The 2010 Business Outlook Survey conducted by the Association for Financial Professionals (AFP) and underwritten by Wells Fargo & Company shows that, while more than a quarter of respondents indicate that their organisations will shrink their payrolls in 2010, 46% expect that their organisations’ workforces will be stable in the new year.
When hiring begins, most finance professionals expect payroll growth to be modest at first. Of organisations surveyed, 25% anticipate returning to pre-recession staffing levels in 2011; 32% expect a rebound in 2012; and three out of 10 do not expect their organisation’s payrolls ever to return to pre-recessionary levels.
“AFP members have played a critical role in maintaining the financial stability of their organisations through the recession,” said Jim Kaitz, president and chief executive officer (CEO) of AFP. “As we look ahead, AFP will continue to work with policymakers to ensure that legislative initiatives have a positive impact on potential job growth.”
Even if the recession might have ended by a textbook definition, nearly 90% of financial professionals surveyed believe that the US economy has yet to enter a period of sustained economic growth. Fifty-one per cent do not see economic growth beginning until the second half of 2010, and nearly a quarter do not see it happening until at least 2011.
Factors that finance professionals think will affect economic growth include consumer demand, the growing Federal budget deficit, rising health care costs and access to credit. Further, respondents agree that regulatory reforms might moderate future shocks to the economy, but these reforms also might come at a cost.

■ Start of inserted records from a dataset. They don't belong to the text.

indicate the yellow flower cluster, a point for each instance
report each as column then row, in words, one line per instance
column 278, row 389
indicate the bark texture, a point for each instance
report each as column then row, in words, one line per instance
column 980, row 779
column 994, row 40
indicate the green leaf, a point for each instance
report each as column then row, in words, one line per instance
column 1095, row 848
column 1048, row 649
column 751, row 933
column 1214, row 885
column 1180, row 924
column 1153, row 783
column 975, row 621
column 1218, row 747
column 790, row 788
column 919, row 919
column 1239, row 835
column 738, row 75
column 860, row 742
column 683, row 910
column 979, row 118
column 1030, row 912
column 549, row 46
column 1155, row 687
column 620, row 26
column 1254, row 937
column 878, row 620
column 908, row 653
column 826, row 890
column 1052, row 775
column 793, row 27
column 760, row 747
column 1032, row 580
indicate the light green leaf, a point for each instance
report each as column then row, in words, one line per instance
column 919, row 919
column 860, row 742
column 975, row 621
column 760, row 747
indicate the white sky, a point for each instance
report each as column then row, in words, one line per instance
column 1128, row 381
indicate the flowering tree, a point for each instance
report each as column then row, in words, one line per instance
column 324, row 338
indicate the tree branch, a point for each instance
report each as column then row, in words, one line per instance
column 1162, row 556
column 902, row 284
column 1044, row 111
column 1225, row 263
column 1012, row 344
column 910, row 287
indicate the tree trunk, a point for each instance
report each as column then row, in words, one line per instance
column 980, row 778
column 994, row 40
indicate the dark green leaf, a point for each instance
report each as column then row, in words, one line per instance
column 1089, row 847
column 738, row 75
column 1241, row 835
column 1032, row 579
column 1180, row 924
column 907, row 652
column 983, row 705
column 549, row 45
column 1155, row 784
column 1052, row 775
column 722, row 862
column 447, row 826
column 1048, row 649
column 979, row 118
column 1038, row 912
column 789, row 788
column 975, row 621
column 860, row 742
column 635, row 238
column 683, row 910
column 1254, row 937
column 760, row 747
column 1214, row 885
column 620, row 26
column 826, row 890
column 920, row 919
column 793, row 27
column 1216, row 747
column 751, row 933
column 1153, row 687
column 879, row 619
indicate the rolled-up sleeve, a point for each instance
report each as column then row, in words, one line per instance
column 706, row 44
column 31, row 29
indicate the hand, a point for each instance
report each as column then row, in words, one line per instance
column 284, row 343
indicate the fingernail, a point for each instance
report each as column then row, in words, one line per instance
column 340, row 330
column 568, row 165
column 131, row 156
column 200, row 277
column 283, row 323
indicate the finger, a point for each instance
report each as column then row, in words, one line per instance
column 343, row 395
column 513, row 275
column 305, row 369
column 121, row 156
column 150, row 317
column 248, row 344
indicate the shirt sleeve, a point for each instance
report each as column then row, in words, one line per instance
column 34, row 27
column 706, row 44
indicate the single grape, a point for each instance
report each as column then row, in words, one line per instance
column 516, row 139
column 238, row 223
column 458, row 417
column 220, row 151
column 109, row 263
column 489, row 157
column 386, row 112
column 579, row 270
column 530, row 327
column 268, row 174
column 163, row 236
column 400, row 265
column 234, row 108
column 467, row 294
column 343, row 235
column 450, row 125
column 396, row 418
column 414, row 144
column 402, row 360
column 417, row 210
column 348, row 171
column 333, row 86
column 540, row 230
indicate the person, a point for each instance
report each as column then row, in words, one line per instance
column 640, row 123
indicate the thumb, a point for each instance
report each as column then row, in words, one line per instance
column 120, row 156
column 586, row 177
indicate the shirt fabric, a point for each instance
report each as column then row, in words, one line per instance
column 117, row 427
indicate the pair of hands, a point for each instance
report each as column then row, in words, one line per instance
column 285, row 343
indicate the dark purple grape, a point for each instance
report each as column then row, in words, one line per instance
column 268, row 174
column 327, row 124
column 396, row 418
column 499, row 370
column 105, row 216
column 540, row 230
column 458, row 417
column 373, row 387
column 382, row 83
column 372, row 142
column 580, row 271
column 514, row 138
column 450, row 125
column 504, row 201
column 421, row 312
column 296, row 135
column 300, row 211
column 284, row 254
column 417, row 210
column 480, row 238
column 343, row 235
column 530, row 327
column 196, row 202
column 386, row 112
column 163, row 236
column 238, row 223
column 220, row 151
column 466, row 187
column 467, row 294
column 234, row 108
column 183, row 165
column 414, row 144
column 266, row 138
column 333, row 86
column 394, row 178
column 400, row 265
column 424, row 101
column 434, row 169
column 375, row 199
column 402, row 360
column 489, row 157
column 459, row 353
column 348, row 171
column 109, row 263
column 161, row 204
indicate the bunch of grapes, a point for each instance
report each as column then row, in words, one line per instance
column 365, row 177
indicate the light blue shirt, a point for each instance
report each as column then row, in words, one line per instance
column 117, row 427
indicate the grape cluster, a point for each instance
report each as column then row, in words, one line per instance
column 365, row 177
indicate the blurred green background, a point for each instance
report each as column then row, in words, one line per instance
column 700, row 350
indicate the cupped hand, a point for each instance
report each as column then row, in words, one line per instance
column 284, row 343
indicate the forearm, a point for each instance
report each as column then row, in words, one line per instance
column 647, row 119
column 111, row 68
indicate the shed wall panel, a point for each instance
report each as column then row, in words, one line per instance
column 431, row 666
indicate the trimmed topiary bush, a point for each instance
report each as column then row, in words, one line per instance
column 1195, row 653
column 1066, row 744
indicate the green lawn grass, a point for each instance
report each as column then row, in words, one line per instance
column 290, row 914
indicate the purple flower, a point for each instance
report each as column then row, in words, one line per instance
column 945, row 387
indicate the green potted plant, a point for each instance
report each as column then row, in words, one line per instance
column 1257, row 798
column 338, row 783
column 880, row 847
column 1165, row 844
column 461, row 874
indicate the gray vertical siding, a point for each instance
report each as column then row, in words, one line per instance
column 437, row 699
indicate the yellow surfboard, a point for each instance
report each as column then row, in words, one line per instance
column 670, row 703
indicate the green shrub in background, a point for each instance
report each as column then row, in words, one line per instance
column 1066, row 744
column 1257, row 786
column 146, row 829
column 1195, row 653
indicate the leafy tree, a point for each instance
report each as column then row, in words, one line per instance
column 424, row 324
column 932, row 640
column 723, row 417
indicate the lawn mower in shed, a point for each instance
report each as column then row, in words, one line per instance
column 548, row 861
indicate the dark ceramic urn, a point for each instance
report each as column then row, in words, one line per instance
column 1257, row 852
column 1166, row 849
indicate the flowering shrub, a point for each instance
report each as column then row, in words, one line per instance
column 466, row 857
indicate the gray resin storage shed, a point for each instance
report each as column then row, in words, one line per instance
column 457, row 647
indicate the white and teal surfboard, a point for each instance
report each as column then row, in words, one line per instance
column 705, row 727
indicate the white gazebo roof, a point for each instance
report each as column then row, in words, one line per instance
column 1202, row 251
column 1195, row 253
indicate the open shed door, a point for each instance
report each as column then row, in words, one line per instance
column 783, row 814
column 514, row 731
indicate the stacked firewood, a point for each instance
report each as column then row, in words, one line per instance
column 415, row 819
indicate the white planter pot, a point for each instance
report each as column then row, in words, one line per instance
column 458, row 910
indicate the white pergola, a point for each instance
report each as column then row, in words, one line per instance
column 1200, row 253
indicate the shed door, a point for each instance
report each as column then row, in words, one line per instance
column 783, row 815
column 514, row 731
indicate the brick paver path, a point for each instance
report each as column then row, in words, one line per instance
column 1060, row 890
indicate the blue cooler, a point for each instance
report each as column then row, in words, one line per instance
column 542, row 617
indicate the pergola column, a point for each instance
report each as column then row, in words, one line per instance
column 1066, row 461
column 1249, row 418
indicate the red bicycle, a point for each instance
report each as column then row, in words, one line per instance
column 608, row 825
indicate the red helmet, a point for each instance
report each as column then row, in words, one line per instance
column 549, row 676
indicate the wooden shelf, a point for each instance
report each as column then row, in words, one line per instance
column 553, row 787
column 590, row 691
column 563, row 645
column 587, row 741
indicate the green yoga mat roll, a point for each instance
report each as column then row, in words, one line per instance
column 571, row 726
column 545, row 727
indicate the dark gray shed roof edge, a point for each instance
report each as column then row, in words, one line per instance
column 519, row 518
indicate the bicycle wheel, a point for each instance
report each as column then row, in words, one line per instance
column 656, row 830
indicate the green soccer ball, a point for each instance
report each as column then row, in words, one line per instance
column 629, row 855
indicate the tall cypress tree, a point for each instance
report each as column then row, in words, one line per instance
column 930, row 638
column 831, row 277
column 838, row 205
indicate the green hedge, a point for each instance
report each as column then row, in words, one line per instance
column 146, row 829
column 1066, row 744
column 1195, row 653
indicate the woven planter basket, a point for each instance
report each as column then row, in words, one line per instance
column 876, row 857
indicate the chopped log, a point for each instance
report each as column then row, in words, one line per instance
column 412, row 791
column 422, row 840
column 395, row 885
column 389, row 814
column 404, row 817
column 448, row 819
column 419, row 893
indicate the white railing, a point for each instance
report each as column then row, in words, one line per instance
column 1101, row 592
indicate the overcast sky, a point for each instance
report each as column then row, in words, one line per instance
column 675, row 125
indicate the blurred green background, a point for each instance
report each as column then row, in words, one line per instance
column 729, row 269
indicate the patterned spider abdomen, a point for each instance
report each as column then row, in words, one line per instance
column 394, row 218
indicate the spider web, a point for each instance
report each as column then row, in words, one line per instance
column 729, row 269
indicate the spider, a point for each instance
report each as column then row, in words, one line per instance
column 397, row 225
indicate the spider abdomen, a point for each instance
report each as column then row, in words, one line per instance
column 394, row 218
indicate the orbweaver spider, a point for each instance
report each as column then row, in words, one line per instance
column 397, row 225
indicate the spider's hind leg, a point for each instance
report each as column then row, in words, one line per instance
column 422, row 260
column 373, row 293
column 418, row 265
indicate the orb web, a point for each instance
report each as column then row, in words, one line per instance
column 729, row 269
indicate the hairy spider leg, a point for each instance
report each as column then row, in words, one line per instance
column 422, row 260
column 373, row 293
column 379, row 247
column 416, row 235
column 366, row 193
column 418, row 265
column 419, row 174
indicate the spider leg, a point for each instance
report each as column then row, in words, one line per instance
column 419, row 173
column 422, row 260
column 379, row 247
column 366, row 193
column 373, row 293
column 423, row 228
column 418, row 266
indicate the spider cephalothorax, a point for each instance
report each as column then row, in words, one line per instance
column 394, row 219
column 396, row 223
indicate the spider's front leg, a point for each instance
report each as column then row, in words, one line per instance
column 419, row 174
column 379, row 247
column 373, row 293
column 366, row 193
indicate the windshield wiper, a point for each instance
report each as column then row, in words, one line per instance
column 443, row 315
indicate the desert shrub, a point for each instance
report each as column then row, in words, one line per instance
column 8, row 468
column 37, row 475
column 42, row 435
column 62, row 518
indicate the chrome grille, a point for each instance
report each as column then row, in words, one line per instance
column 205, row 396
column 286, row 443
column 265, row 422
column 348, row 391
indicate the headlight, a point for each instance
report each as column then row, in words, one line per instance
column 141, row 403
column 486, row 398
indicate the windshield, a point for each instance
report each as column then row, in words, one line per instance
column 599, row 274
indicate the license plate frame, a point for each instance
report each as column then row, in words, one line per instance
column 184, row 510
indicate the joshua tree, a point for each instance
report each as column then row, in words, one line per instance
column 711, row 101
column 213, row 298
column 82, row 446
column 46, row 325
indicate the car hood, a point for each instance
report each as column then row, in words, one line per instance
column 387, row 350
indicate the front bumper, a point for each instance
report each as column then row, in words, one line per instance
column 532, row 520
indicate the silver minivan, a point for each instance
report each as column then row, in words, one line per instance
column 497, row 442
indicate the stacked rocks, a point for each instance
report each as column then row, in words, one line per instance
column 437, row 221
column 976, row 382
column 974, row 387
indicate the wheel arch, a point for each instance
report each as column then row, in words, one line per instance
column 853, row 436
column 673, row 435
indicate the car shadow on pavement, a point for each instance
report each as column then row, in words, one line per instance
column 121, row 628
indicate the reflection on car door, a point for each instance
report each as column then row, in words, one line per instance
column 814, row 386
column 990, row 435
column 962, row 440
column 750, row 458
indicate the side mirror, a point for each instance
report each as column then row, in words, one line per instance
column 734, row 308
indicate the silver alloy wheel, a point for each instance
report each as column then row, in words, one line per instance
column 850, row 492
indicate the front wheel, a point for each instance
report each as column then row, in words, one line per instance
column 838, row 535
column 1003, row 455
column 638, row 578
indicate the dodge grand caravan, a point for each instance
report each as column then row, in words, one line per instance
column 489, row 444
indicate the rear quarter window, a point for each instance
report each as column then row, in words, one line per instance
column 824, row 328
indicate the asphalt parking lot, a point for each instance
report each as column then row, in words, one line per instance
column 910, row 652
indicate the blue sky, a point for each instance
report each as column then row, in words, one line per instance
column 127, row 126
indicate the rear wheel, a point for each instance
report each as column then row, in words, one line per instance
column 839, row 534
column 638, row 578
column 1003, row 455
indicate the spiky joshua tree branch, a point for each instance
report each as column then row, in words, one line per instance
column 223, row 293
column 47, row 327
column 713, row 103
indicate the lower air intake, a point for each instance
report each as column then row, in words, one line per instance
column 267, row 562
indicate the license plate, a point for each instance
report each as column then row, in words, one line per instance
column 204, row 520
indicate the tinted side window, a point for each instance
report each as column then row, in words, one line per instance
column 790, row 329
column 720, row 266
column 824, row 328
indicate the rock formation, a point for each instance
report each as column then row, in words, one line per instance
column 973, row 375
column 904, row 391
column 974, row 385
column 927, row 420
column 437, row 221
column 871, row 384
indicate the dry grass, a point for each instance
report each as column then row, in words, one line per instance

More Cutbacks if Credit Remains Tight
In the case of credit, survey respondents see only minor improvements in access to credit compared with this time last year. Although fewer organisations (18%) than in previous AFP surveys report that credit had become scarcer during the past six months, only 16% report that it had become more plentiful. Only a quarter of financial professionals expect their organisations’ access to credit to improve in 2010.
If the ability to obtain credit does not improve by mid-year 2010, then 55% of organisations expect to take additional actions to conserve cash, which might include:
- Reducing capital spending (68%).
- Freezing or reducing hiring (62%).
- Considering closing locations/offices (33%).
- Reducing current or planned inventory levels (25%).
- Delaying payments to vendors (23%).
- Tightening credit standards for trading partners (23%).
- Drawing on credit facilities that are still available to build cash (22%).
Any of these actions would be on top of the measures that 96% of organisations surveyed had taken since the beginning of the financial crisis in September 2008.
“This has been a challenging time. Yet we are seeing the markets stabilise, and opportunities are emerging,” said David Trotter, head of treasury management sales at Wells Fargo. “Credit is still top of mind, but looking ahead, financial professionals have become more efficient and better at controlling their cash due to the challenging environment.”
Rate Hikes Seen in Q2 2010
Also looking ahead, 59% of financial professionals anticipate a rise in the Fed funds target rate during the second half of 2010. Eleven per cent of survey respondents believe the first rate hike will occur sooner – during the first half of 2010 – while 30% anticipate the first rate hike will not occur until 2011 or later.